Chinese technology firm Lenovo has instead distanced itself from many of the mining operations critical to its products, highlighting the complexity of who should be reporting at different stages of the supply chain.

“Lenovo was in fact not only numerous supply chain tiers away from the mines of origin, but we were many tiers removed from [smelters and refiners] as well,” wrote the company in its 2018 report into the OECD principles and its responsibility to ensure conflict-free minerals. “Therefore Lenovo by far is not a manufacturer or nor conducts ‘contract to manufacture’ per the Dodd-Frank definition, and we were a final assembly [and] test operation and our suppliers acted more as retailers.”

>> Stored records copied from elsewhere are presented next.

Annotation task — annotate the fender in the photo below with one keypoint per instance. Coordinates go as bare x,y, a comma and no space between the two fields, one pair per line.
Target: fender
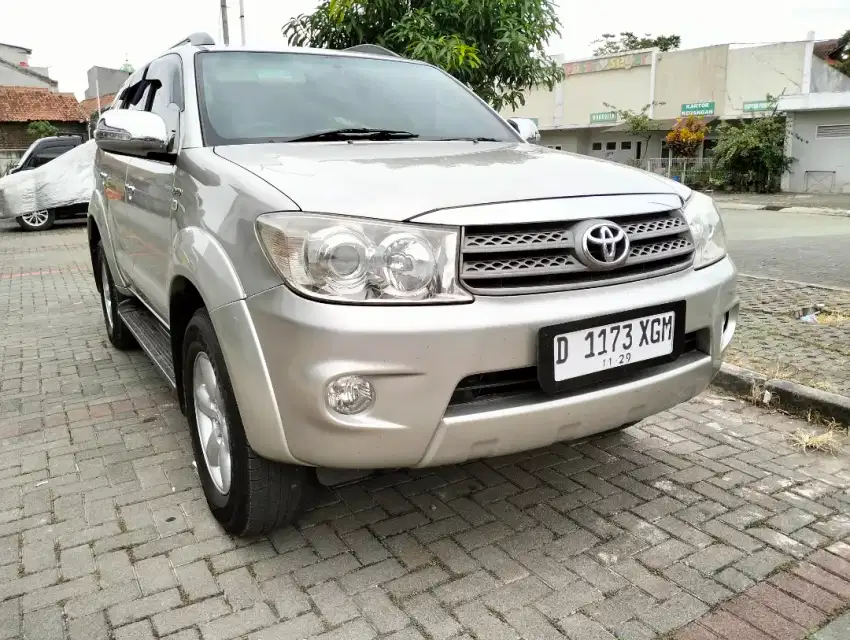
97,216
197,256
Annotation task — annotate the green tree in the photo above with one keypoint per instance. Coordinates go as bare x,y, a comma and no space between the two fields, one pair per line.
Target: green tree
496,47
611,43
41,129
843,55
752,153
638,124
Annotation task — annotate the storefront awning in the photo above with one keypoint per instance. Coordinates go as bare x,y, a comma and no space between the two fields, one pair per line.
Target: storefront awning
658,125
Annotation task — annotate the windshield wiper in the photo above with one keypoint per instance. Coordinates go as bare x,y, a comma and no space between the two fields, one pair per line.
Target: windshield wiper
356,134
476,139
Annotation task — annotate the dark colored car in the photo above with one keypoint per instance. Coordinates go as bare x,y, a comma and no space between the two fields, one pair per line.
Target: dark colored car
38,154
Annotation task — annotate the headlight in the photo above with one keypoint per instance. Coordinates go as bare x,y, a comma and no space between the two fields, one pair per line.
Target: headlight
706,228
347,259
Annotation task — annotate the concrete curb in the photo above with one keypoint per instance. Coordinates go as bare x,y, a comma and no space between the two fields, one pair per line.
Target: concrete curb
784,393
745,206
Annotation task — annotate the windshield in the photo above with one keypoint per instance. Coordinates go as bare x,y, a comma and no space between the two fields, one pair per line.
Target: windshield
250,97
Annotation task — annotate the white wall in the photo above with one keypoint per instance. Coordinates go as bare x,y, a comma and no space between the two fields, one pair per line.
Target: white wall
754,72
13,55
821,155
825,79
690,75
11,77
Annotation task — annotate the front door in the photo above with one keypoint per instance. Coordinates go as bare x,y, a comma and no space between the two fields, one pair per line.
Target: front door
146,223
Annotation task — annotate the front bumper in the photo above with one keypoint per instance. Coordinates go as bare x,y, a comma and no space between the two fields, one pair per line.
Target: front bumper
282,349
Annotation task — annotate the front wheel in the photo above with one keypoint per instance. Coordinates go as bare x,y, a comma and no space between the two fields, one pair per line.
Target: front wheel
37,220
247,494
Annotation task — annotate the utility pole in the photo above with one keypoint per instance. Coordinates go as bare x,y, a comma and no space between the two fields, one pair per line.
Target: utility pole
224,31
242,19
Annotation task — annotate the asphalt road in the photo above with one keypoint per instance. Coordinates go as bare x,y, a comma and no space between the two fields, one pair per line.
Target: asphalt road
790,246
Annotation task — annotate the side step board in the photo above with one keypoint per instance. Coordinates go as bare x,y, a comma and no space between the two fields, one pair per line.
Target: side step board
151,336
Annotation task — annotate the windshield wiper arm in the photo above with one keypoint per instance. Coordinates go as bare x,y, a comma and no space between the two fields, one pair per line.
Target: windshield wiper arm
356,134
475,139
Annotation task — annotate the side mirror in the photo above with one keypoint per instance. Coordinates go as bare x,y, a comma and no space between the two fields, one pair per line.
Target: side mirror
526,128
135,133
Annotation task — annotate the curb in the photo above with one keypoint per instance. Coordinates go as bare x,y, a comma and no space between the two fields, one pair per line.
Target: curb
785,393
744,206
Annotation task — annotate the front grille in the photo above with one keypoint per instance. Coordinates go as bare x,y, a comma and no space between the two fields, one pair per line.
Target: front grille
540,257
500,384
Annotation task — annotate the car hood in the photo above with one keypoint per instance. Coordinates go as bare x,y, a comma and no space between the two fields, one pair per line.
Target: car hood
400,180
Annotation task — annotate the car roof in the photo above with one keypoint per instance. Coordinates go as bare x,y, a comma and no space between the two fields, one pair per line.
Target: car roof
343,53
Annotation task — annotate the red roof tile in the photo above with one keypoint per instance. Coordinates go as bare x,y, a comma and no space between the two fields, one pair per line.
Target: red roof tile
26,104
89,105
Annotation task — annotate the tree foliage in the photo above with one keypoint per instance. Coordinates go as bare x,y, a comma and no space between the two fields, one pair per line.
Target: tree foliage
611,43
843,57
41,129
496,47
753,152
686,136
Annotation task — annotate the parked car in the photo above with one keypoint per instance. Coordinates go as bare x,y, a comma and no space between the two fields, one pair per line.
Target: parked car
347,260
49,183
44,150
39,153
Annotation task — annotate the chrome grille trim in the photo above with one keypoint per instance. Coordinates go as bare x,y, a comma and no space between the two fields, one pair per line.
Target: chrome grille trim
535,258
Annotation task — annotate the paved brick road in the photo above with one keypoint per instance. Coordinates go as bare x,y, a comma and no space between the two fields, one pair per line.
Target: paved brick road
791,246
772,341
104,532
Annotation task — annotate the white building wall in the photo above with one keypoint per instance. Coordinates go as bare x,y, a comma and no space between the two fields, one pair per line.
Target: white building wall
825,79
10,77
688,76
13,55
755,72
821,164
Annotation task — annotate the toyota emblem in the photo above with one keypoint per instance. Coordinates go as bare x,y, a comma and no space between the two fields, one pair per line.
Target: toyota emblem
601,245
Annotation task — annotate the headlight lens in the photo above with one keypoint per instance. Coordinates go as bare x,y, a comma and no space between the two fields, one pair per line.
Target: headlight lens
346,259
706,228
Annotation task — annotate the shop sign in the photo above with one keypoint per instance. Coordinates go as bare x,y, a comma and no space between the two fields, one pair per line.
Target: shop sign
603,116
698,109
607,64
758,105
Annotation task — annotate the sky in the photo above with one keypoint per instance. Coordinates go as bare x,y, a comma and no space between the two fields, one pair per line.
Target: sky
80,34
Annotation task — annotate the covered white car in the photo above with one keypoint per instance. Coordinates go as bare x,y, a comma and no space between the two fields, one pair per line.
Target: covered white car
59,189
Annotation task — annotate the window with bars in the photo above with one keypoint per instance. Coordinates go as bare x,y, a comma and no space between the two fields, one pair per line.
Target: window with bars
833,131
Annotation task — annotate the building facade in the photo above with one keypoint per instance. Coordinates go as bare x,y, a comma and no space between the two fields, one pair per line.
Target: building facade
722,82
16,71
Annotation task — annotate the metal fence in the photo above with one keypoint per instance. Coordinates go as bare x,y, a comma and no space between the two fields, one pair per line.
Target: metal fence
699,173
9,158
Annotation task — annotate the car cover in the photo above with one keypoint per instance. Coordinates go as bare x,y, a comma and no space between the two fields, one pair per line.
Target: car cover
64,181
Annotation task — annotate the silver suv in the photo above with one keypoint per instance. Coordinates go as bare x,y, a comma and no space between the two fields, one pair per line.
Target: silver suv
345,260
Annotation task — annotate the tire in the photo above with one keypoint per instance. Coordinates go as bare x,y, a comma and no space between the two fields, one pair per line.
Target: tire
116,330
261,495
37,220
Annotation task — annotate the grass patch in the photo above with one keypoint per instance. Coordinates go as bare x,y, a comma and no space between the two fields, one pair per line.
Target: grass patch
824,442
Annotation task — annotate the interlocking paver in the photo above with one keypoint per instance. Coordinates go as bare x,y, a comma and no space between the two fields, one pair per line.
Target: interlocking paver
626,535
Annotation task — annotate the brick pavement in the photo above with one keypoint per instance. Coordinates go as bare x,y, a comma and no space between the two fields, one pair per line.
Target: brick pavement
699,521
771,341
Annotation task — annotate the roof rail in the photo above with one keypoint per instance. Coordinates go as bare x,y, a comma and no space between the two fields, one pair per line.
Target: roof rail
197,39
374,49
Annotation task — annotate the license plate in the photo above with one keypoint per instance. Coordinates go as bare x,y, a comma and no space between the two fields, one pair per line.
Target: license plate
592,350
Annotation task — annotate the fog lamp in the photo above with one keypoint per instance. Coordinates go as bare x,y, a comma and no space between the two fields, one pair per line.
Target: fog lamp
349,395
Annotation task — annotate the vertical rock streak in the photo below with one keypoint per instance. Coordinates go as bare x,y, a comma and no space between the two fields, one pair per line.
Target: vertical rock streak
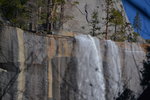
113,70
21,60
90,70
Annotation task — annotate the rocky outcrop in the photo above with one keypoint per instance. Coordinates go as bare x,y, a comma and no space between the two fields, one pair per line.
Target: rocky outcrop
66,67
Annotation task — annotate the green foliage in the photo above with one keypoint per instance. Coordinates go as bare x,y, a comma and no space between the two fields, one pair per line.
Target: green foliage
132,37
116,17
117,20
146,70
95,29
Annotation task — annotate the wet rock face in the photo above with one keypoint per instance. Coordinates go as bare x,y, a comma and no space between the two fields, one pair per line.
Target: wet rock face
66,68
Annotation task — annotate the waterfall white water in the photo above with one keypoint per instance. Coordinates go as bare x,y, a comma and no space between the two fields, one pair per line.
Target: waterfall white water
91,84
113,69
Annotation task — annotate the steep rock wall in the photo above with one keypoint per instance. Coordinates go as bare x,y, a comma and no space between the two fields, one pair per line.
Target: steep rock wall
66,68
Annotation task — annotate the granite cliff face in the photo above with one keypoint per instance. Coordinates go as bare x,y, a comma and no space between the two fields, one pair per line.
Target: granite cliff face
36,67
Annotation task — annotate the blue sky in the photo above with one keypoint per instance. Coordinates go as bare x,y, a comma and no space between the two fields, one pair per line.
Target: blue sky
143,8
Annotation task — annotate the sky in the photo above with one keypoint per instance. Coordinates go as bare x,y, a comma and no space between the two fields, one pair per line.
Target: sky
143,8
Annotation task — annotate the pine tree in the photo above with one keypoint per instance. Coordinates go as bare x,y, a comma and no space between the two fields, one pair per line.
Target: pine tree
95,29
109,4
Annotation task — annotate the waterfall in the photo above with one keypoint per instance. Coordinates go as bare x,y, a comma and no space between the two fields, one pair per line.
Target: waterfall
113,70
90,76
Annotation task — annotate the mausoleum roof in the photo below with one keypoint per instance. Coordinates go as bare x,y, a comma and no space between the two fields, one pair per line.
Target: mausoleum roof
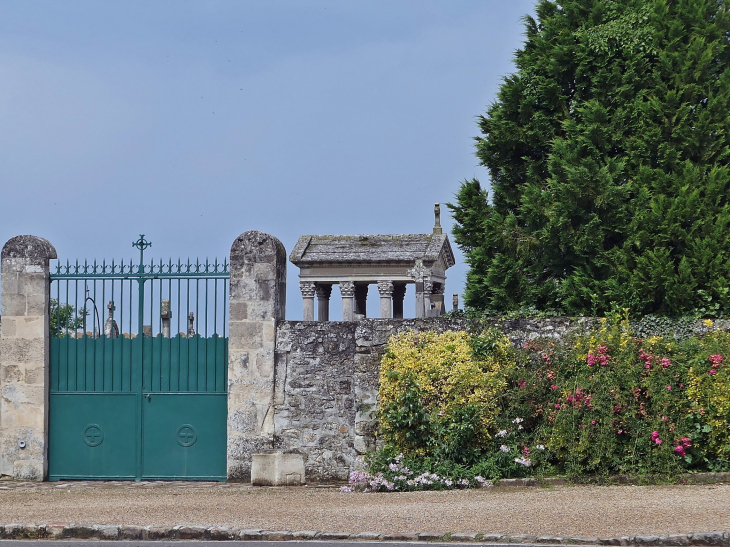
359,249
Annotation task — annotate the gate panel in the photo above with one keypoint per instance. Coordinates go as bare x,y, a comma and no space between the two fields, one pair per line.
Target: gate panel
185,436
143,391
93,436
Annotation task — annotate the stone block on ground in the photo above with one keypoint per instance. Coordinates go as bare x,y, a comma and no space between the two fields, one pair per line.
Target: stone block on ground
277,468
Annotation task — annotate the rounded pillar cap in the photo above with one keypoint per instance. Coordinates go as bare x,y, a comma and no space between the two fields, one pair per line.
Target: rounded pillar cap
28,247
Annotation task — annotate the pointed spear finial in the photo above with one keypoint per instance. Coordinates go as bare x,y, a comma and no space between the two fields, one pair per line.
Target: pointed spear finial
437,224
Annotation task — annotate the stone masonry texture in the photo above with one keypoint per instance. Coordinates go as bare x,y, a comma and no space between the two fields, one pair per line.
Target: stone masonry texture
327,379
257,300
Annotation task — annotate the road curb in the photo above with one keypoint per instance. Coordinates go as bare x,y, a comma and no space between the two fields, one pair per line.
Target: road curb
65,530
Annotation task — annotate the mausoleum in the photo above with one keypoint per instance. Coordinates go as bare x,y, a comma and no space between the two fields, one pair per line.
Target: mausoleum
392,262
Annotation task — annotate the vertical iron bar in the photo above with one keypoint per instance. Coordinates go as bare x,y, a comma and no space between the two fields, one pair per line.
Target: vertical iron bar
101,334
93,382
197,340
206,331
121,333
215,334
190,342
179,338
112,333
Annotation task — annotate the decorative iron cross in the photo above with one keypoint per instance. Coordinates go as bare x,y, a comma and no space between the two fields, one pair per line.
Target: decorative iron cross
141,244
419,272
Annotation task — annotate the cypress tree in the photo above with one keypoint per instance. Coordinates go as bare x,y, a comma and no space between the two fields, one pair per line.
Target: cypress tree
608,153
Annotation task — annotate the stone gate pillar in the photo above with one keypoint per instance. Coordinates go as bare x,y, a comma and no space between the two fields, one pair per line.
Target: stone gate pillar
257,300
24,357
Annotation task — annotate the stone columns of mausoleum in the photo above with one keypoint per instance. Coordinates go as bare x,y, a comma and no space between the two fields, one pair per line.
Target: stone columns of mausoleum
385,288
361,299
308,289
399,293
347,290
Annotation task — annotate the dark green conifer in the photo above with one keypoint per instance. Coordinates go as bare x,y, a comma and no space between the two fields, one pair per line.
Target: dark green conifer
608,152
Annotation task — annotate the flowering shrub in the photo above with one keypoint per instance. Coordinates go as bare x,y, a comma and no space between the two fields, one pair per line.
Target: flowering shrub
460,407
709,393
398,477
439,393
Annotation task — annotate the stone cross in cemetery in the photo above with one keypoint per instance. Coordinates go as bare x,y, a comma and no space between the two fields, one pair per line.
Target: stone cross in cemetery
392,262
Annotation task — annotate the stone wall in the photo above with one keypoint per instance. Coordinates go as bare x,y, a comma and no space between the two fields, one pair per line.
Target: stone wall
24,352
327,377
256,303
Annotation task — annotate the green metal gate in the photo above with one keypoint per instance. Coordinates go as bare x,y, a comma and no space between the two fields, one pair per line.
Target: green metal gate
131,396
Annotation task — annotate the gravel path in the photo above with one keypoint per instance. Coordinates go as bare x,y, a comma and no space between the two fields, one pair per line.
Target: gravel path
587,511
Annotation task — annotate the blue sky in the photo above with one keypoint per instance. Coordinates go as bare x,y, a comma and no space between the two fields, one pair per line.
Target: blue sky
192,122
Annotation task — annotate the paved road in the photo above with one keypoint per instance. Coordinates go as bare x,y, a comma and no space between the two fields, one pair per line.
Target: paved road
74,543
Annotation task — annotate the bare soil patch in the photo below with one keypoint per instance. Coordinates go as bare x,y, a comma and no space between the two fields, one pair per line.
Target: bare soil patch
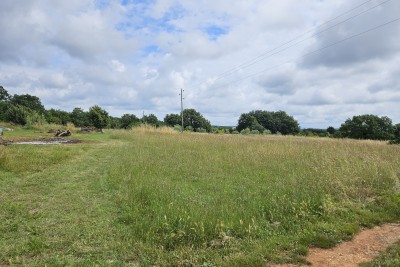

Lenovo relies heavily on minerals such as cobalt, more than half of the demand for which is for use in the batteries used in smartphones and laptops, and has made some efforts to trace the integrity of its minerals, but has largely failed to provide adequate reporting on the compliance of its supply chain. The 2018 report claims that updates about supply chain compliance can be found in the company’s annual reports, yet its 2018 sustainability report makes no meaningful reference to the OECD, or how its operations comply with its standards.

The work of Lenovo represents a significant problem in dealing with conflict minerals; companies outside of the mining sector can reasonably claim to not be closely involved enough in mining to have to take compliance seriously. The reality is that mining operations provide the building blocks for countless companies across several sectors, and it is likely that conflict minerals will only be removed from the global supply chain if there is cross-sector support for initiatives such as the OECD’s.